Jej dobroć, rozsądek i przyjazny stosunek do mnie, ośmielił mnie całkowicie. Czułam się wyzwolona, lekka i równa Zjawie. Moja spowiedź nie miała niczego wspólnego z tą spowiedzią, o której tyle mówiono w kościele. Dzięki mojej spowiedzi nabrałam już pełnego zaufania do Zjawy i oddałam się jej pieczy. Teraz dopiero poczułam, że jest mi ojcem, matką i przyjacielem. Teraz dopiero stałam się na tyle odważna, by z nią współpracować. Teraz dopiero dopatrzyłam się jak bardzo jest szlachetna i dobrotliwa.
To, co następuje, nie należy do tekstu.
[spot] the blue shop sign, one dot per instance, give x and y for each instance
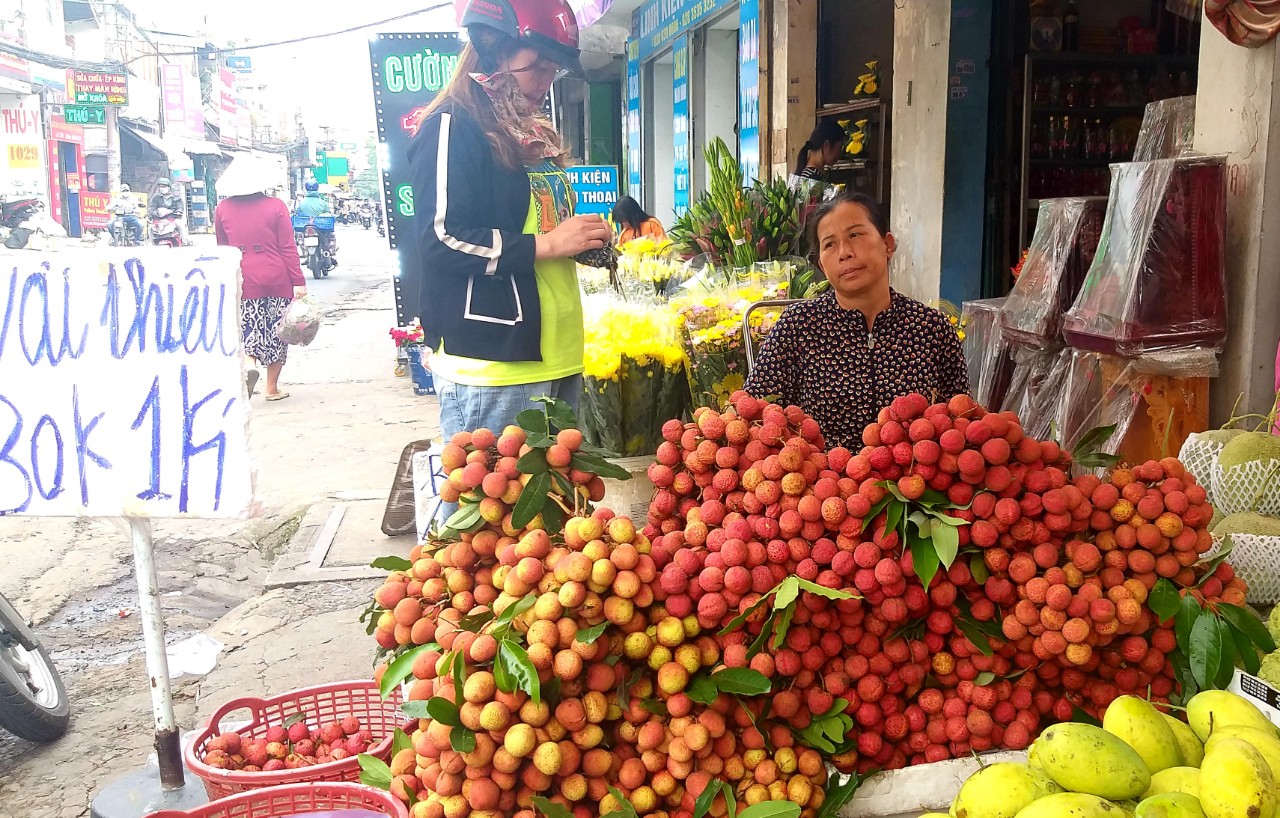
(658, 22)
(595, 187)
Teraz też poczułam, że między nią a mną utworzyła się więź, której nie da się opisać, bo jest to rodzaj miłości takiej, jaką oddajemy Bogu.
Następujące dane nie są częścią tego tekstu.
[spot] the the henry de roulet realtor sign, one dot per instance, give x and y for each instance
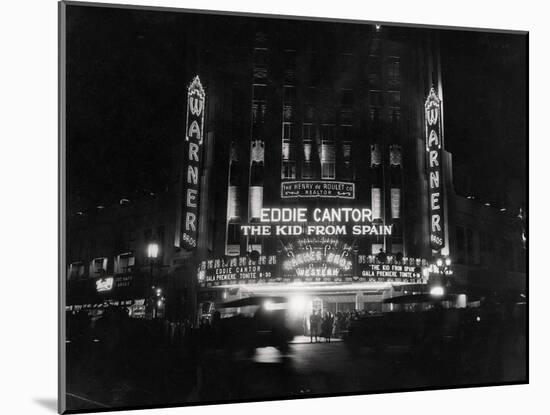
(321, 189)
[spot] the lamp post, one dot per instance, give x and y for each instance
(152, 254)
(443, 265)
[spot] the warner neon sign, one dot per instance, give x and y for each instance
(434, 170)
(193, 151)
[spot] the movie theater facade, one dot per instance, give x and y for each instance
(320, 172)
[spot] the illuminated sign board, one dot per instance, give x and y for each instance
(309, 260)
(434, 170)
(108, 283)
(193, 154)
(237, 270)
(104, 284)
(316, 222)
(319, 189)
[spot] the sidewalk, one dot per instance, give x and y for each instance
(306, 339)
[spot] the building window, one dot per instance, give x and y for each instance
(394, 98)
(260, 57)
(287, 150)
(288, 169)
(393, 68)
(124, 263)
(308, 132)
(347, 98)
(256, 201)
(376, 202)
(98, 266)
(395, 203)
(259, 93)
(307, 170)
(289, 95)
(375, 81)
(470, 246)
(375, 98)
(76, 270)
(233, 246)
(288, 131)
(460, 245)
(347, 61)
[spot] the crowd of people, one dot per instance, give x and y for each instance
(329, 325)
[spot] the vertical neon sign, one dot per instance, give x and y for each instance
(193, 151)
(434, 170)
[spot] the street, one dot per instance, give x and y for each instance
(309, 369)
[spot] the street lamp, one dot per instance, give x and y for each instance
(152, 254)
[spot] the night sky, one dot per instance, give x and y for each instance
(122, 73)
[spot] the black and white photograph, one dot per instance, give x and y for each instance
(266, 207)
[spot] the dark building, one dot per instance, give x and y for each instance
(346, 119)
Poza nami nagle wszystko zaczyna zmieniać się w przyspieszonym tempie. Kraina była już na tyle daleko, że dostrzegłam całą nić tęczy, która niczym droga wiodła od Raju do nas. Ja i Zjawa wstępowałyśmy w jakąś niebieską materię - przestrzeń. Im bardziej się oddalałyśmy, tym przestrzeń ta była bardziej granatowa. Następnie pojawiła się fioletowa i też ciemniała, aż nabrała koloru czarnego. Przed nami jeszcze było widać zmniejszony obraz sali operacyjnej i jasny punkt po krainie. Teraz wyglądało to tak, jakby owe rzeczy istniały zawieszone w próżni i wyglądały jak hologram. W trakcie tych zawrotnych zmian jeszcze kilka razy zasugerowała mi, że mogę zmienić decyzję i wycofać się z obranego przez siebie powrotu. Czyniła to do chwili, gdy kraina wraz z tęczą całkowicie zniknęły nam z pola widzenia. Później już przestała o tym wspominać. Był to czas, gdy nawiązała się luźna rozmowa o mnie i moich potrzebach duchowych. Rozmowa ta poprowadziła nas do punktu wyjścia, gdzie przypomniałam sobie jak trudno mi było nawiązać kontakt z ludźmi zaraz po tym jak znalazłam się na sali operacyjnej. W tym momencie zaczęłam sobie zdawać sprawę z tego, że ja istnieję poza materią. Ja jestem duchem i nie posiadam ciała. Myślę sobie: "Zjawa miała rację, wprawdzie niczego mi nie brakuje z człowieka, to jednak człowiek nie lata. Ja mogę swobodnie przemieszczać się, gdzie tylko zechcę. Widzę to, czego inni dostrzec nie mogą. Ja również tego dotąd nigdy nie widziałam".


WIDZIEĆ I ROZUMIEĆ

 

W samym opisie ze spowiedzi podałam przykłady, które z powodu ogólnie przyjętych zasad postępowania, a także z powodu przeszkód nie do pokonania, są powszechnie spotykane w życiu. Jednak każdy w inny sposób reaguje i postępuje, a to niesie za sobą inne skutki. Dla mnie samej były to wskazówki jak należy postępować i na co zwracać uwagę, by mieć czyste serce i spełniać się na drodze swojego losu. Teraz już nie bałam się ze zjawą rozmawiać. Czułam się na tyle swobodnie, że postanowiłam zadawać jej pytania.
- Czy mogę zadawać pytania?
- Pytaj, a ja ci odpowiem.
Wszystkie rozmowy odbywały się telepatycznie, czyli drogą wymiany myśli. Czułam, że psychicznie jestem jej równa, jednak cały czas pamiętałam o tym, że jest ją stać na więcej i ma nade mną przewagę intelektualną i duchową. Ma to, czego ja nie miałam.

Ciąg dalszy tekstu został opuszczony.